В рюмочной Вахт общался со своими горбоносыми приятелями, предавался религиозным и прочим рефлекторно возникающим у него на почве алкоголя чувствам.
Потом – Вэйвэл уже не входил, а вваливался во двор и, теряя по дороге запонки и пуговицы, волочился в свою, самую дальнюю, двенадцатую квартиру.

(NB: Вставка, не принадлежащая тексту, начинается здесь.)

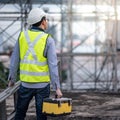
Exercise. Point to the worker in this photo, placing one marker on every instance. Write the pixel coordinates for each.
(35, 57)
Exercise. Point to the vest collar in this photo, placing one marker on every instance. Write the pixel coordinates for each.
(33, 28)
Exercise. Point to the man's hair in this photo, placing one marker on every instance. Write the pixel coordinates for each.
(39, 23)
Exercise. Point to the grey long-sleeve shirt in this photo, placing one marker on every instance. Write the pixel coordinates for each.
(50, 53)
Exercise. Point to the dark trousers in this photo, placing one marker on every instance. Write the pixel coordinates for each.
(24, 97)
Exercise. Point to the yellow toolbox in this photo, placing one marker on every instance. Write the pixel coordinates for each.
(57, 106)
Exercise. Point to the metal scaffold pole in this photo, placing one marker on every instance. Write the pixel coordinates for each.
(114, 48)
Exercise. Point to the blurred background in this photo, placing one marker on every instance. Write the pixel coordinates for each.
(86, 34)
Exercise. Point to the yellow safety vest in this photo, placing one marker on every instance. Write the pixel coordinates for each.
(33, 64)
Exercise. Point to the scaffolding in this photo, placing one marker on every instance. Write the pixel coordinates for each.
(86, 37)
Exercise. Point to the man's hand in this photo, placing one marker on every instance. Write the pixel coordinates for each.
(59, 93)
(10, 83)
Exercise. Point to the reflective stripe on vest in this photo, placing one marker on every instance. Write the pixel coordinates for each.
(27, 75)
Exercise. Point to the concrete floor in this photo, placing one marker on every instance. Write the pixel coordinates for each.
(88, 106)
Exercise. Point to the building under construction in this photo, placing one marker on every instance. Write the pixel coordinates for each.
(86, 34)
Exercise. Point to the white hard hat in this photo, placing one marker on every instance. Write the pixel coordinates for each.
(35, 16)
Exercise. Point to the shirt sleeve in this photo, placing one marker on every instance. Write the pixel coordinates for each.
(14, 63)
(50, 52)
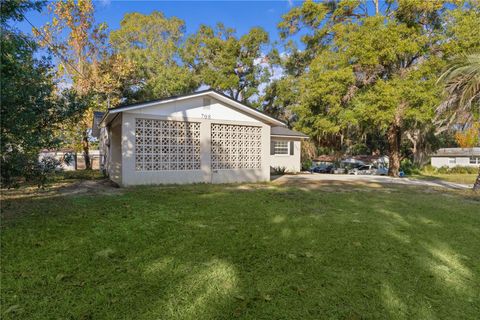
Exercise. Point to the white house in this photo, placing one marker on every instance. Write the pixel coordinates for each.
(203, 137)
(452, 157)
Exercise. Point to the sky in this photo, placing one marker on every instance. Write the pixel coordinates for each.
(241, 15)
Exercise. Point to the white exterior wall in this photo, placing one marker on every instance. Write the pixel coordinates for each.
(439, 162)
(191, 110)
(290, 162)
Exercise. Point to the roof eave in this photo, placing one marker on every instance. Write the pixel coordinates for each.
(213, 93)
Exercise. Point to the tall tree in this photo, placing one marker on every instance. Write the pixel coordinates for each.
(85, 62)
(154, 42)
(462, 84)
(227, 63)
(30, 111)
(373, 70)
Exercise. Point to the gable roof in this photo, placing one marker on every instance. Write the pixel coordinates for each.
(457, 152)
(210, 92)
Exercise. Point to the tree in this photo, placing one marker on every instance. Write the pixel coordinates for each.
(227, 63)
(30, 111)
(153, 42)
(371, 72)
(462, 85)
(85, 63)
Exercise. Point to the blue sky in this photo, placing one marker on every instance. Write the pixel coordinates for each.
(241, 15)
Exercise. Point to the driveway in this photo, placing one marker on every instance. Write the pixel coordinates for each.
(316, 178)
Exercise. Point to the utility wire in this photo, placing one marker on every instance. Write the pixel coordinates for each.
(52, 47)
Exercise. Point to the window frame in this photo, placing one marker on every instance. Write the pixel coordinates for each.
(287, 148)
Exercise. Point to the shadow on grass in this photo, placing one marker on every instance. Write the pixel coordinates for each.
(244, 251)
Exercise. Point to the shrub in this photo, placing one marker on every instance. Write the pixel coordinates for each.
(306, 165)
(408, 167)
(39, 172)
(279, 170)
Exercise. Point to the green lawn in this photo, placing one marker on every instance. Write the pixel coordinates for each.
(242, 251)
(463, 178)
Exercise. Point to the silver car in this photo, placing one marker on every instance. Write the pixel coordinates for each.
(369, 170)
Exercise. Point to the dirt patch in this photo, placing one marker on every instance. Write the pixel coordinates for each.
(103, 186)
(78, 187)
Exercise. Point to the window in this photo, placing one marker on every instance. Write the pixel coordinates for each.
(280, 147)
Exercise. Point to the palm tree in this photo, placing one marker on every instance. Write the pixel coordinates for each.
(462, 85)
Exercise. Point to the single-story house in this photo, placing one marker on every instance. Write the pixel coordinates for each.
(453, 157)
(203, 137)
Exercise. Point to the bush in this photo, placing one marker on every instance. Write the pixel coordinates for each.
(306, 165)
(39, 172)
(408, 167)
(279, 170)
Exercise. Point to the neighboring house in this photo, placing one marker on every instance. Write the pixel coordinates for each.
(452, 157)
(203, 137)
(71, 160)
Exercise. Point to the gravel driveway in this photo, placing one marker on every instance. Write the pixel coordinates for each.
(315, 177)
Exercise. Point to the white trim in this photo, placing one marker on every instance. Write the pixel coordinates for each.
(213, 94)
(281, 141)
(288, 137)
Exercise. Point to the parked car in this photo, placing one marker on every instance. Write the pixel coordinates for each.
(323, 168)
(369, 170)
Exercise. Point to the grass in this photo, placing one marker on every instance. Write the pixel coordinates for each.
(242, 251)
(463, 178)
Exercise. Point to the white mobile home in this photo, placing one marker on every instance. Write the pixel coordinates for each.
(453, 157)
(201, 137)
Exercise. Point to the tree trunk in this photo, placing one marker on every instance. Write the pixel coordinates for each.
(394, 136)
(476, 186)
(86, 147)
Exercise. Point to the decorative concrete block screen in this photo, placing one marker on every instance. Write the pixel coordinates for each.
(236, 147)
(166, 145)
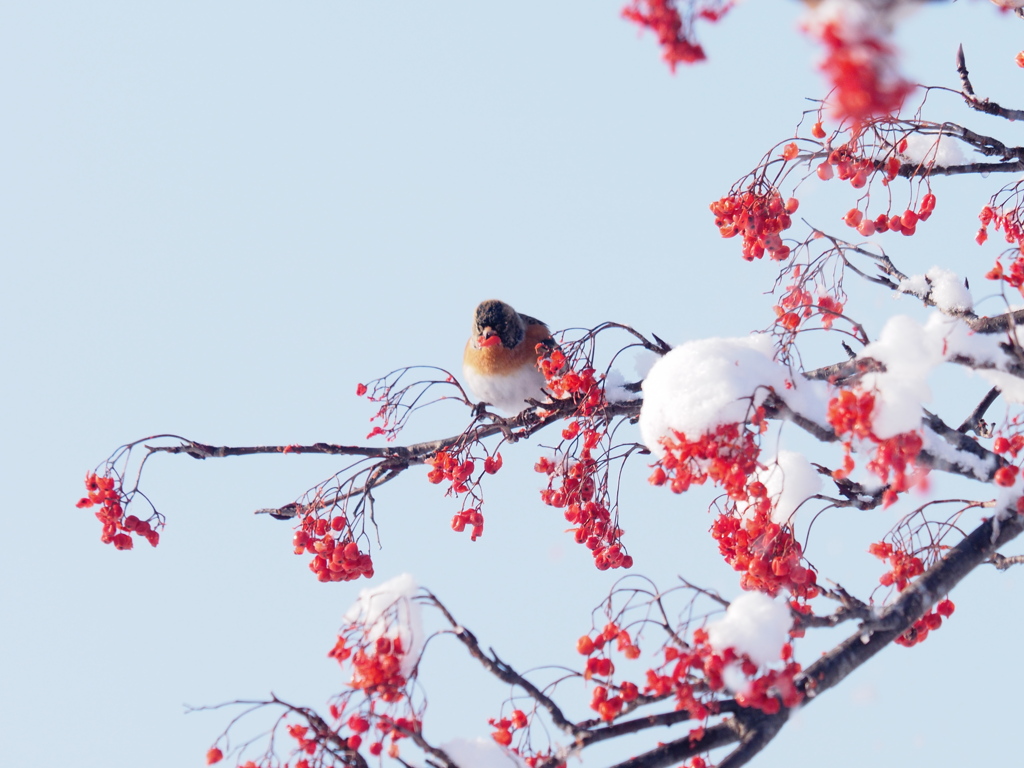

Когда, натыкаясь на подлые стулья, нарочно старающиеся задеть Вэйвэла Соломоновича, Вахт старался тихо раздеться – Рива, страдавшая в числе много другого бессонницей, всегда очень громко спрашивала:
– Вэйвэл! Ты напился? Ты напился?
Вэйвэл отвечал ей просто:
– Нет.
Он Риве лгал.
Утром воскресенья Вахт был мрачен. Осторожно ступая по двору, как это бывает с людьми, не помнящими половины вчерашнего вечера и потому не уверенными, ходили они тут вчера или нет, он искал. Запонки и пуговицы.
Рива Вахт всегда была нелюдима, видом довольно страшна, похожа на Бабу-ягу, только еврейскую. Сколько я себя помню, Рива во двор выходила редко – она всегда болела, никто не знал чем. У нее было очень плохое зрение. Еще я помню гребешок, старый, которым она чесала свои длинные седые патлы. И – шаль, у нее была старая, серая пыльная шаль, какая непременно должна быть у всякой ведьмы. И у Ривы она была. Ну а главной слабостью Ривы были голландские белые куры. Рива так говорила про них:
– Это настоящие голландские куры! Смотрите, какие у них ноги! Разве у простых кур такие ноги?